Zaidman, Daniel; Gehrtz, Paul; Filep, Mihajlo; Fearon, Daren; Gabizon, Ronen; Douangamath, Alice; Prilusky, Jaime; Duberstein, Shirly; Cohen, Galit; Owen, C. David ; Resnick, Efrat; Strain-Damerell, Claire ; Lukacik, Petra ; Barr, Haim; Walsh, Martin A.; von Delft, Frank; London, Nir
Cell Chemical Biology, 2021
DOI: https://doi.org/10.1016/j.chembiol.2021.05.018
Designing covalent inhibitors is increasingly important, although it remains challenging. Here, we present covalentizer, a computational pipeline for identifying irreversible inhibitors based on structures of targets with non-covalent binders. Through covalent docking of tailored focused libraries, we identify candidates that can bind covalently to a nearby cysteine while preserving the interactions of the original molecule. We found ∼11,000 cysteines proximal to a ligand across 8,386 complexes in the PDB. Of these, the protocol identified 1,553 structures with covalent predictions.
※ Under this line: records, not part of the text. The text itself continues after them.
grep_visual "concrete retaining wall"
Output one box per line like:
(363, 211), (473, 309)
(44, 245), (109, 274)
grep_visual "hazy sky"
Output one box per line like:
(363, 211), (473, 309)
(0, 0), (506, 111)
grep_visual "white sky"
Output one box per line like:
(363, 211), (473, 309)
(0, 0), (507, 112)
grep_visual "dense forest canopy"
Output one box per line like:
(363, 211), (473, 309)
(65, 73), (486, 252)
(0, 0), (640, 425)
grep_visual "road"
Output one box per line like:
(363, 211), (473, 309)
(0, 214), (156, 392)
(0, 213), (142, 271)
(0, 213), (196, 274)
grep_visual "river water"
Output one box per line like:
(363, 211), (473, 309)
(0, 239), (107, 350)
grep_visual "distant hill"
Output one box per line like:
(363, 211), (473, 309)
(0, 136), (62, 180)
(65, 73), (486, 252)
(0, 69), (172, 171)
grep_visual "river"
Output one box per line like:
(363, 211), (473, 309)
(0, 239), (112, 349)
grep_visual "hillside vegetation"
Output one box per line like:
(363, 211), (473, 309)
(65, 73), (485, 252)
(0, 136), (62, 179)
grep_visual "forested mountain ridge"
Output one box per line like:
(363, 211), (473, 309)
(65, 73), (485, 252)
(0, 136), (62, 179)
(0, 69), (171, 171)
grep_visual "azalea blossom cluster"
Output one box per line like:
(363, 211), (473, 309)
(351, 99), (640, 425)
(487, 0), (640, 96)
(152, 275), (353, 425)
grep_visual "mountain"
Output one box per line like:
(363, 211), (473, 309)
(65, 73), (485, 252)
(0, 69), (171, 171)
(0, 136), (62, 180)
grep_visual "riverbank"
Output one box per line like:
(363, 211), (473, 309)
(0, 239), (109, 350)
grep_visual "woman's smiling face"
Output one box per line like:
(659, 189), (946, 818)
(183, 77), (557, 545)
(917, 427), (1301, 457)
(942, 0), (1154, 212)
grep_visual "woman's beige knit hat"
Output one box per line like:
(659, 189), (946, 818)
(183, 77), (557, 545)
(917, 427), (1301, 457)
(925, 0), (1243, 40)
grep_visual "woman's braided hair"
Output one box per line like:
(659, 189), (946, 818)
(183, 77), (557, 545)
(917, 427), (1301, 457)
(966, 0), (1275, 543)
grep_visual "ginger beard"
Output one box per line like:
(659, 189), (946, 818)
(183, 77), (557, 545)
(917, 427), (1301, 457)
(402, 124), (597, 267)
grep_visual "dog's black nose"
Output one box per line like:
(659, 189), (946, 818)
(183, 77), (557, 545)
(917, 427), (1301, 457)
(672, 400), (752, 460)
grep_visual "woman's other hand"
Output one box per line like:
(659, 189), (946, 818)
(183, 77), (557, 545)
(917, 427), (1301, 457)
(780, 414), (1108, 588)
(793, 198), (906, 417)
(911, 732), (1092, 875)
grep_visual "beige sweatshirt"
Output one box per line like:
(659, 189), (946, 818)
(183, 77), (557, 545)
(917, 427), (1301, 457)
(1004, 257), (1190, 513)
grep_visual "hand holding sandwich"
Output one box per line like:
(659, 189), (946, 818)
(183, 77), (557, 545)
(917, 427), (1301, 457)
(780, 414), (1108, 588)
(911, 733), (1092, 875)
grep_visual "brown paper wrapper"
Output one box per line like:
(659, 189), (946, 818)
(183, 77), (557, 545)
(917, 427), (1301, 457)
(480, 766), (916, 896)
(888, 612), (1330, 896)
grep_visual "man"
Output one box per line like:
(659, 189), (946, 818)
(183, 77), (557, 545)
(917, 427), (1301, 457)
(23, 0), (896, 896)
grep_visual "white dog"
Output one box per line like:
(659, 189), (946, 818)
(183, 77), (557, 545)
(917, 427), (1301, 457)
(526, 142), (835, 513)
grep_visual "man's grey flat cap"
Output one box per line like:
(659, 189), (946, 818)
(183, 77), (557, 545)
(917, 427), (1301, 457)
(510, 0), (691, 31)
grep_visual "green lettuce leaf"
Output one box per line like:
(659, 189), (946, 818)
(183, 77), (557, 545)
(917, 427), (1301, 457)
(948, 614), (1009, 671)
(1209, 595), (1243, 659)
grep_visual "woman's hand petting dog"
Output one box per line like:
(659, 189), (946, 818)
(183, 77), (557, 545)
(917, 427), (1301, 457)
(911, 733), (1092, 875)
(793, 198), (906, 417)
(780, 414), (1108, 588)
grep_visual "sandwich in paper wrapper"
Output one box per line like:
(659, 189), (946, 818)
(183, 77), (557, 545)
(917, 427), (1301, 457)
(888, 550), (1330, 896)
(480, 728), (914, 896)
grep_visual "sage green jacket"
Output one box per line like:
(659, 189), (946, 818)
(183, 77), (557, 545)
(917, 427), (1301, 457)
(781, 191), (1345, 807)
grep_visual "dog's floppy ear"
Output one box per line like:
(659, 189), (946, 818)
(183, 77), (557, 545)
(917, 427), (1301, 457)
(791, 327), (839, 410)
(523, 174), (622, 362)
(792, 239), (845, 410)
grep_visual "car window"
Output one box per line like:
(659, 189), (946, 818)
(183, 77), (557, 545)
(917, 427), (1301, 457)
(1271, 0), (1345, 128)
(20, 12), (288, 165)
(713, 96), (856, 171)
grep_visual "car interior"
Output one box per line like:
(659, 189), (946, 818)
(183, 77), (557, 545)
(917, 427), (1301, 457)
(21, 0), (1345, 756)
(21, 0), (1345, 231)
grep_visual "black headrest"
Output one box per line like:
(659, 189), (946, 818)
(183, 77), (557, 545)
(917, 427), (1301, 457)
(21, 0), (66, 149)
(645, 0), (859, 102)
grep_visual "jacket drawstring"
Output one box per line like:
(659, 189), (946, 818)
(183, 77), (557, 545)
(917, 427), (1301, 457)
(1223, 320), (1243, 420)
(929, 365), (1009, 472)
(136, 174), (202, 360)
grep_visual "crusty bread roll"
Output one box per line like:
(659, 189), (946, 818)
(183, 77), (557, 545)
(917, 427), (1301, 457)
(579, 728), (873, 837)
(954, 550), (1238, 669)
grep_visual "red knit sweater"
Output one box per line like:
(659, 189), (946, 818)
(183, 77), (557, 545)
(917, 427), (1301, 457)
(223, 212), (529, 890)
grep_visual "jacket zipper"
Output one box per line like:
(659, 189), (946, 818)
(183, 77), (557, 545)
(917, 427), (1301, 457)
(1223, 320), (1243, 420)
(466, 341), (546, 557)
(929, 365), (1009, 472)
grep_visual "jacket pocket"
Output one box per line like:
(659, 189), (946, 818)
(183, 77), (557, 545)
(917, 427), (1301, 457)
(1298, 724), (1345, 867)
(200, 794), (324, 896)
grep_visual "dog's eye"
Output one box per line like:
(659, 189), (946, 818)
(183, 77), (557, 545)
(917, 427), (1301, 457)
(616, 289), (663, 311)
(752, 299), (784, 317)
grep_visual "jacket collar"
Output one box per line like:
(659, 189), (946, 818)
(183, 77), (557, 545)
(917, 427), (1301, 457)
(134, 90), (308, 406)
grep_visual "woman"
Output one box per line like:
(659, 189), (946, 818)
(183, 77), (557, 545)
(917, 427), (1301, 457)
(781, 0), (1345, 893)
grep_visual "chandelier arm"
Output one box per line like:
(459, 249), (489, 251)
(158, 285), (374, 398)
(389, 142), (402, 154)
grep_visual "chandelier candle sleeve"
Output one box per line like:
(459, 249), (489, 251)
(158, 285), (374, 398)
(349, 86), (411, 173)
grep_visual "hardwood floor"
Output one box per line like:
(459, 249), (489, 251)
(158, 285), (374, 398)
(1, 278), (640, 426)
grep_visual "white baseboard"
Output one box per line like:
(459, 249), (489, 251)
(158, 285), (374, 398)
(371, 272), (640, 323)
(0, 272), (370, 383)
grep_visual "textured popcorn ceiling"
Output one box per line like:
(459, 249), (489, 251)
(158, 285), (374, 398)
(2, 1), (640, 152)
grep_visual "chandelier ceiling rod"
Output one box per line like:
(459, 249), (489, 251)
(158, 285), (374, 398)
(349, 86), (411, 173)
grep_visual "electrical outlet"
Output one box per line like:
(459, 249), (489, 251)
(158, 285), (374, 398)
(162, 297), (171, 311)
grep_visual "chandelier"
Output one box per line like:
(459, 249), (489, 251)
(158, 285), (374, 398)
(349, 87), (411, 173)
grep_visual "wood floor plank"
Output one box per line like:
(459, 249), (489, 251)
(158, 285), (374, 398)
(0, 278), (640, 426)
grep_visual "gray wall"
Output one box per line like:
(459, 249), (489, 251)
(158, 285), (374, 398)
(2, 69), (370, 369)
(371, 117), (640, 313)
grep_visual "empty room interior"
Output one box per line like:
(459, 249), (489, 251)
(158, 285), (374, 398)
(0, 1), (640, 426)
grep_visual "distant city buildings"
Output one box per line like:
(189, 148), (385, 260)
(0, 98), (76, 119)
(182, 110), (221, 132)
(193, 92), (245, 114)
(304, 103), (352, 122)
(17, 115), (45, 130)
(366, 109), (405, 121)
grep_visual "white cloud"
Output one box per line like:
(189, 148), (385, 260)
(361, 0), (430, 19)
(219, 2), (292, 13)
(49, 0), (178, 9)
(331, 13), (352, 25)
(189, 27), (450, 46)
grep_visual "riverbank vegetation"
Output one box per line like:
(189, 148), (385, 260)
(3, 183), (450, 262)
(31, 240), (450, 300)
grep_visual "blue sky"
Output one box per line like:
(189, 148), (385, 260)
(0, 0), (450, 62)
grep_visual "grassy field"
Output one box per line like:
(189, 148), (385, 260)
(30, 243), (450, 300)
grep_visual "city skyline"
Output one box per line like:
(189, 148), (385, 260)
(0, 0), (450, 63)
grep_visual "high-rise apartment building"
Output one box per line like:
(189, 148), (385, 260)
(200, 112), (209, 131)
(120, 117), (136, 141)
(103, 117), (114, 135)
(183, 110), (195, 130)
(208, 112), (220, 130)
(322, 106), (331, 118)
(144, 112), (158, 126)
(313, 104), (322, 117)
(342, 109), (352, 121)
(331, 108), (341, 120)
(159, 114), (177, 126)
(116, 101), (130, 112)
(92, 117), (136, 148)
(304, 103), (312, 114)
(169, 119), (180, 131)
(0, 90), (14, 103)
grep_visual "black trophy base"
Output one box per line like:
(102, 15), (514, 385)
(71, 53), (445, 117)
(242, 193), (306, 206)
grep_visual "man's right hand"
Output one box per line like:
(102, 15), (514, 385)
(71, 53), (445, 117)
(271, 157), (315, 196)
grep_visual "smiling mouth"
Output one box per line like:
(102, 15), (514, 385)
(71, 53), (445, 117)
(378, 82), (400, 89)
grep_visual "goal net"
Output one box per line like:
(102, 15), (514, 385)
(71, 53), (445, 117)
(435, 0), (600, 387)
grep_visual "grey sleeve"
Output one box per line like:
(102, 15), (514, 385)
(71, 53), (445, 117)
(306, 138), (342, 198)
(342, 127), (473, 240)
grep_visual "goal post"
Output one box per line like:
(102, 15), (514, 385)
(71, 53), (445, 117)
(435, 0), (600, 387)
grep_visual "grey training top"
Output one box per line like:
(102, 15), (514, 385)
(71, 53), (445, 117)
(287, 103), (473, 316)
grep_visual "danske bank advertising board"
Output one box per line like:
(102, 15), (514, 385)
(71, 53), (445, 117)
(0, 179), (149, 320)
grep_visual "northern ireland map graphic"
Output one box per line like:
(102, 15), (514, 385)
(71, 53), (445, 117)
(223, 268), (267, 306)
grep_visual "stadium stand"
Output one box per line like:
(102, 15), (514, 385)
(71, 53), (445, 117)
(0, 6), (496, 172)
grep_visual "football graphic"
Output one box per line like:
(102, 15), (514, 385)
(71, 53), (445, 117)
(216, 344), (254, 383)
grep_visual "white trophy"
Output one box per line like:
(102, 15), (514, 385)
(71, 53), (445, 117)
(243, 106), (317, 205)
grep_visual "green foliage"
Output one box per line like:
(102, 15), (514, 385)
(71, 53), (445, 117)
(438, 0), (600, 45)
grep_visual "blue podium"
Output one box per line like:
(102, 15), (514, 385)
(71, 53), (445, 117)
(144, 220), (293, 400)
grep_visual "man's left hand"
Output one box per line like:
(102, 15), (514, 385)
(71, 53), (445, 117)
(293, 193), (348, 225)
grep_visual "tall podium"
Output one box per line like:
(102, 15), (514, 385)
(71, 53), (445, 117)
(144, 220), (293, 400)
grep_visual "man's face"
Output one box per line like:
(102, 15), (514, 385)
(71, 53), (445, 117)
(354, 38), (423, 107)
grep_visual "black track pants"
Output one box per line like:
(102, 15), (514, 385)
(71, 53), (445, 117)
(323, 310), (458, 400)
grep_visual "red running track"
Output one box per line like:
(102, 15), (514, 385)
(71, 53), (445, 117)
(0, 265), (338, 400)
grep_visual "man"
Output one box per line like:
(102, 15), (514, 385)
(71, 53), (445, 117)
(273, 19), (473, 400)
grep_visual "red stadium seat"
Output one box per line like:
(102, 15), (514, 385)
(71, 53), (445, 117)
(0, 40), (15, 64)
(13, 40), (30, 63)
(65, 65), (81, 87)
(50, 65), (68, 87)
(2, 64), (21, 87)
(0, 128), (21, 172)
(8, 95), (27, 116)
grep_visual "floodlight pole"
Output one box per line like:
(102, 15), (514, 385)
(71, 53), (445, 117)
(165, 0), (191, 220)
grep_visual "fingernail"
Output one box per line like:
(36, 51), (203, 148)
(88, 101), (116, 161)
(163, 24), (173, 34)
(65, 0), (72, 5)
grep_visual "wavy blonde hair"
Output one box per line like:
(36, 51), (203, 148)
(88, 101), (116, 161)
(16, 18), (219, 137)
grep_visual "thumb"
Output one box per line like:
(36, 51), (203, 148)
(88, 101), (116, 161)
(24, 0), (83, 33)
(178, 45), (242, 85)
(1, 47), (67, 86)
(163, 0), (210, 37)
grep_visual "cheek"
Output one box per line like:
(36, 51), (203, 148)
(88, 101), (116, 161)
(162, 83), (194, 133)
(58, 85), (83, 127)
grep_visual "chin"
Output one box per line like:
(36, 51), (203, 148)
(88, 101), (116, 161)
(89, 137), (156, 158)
In a prospective evaluation, five out of nine predicted covalent kinase inhibitors showed half-maximal inhibitory concentration (IC50) values between 155 nM and 4.5 μM. Application against an existing SARS-CoV Mpro reversible inhibitor led to an acrylamide inhibitor series with low micromolar IC50 values against SARS-CoV-2 Mpro. The docking was validated by 12 co-crystal structures. Together these examples hint at the vast number of covalent inhibitors accessible through our protocol.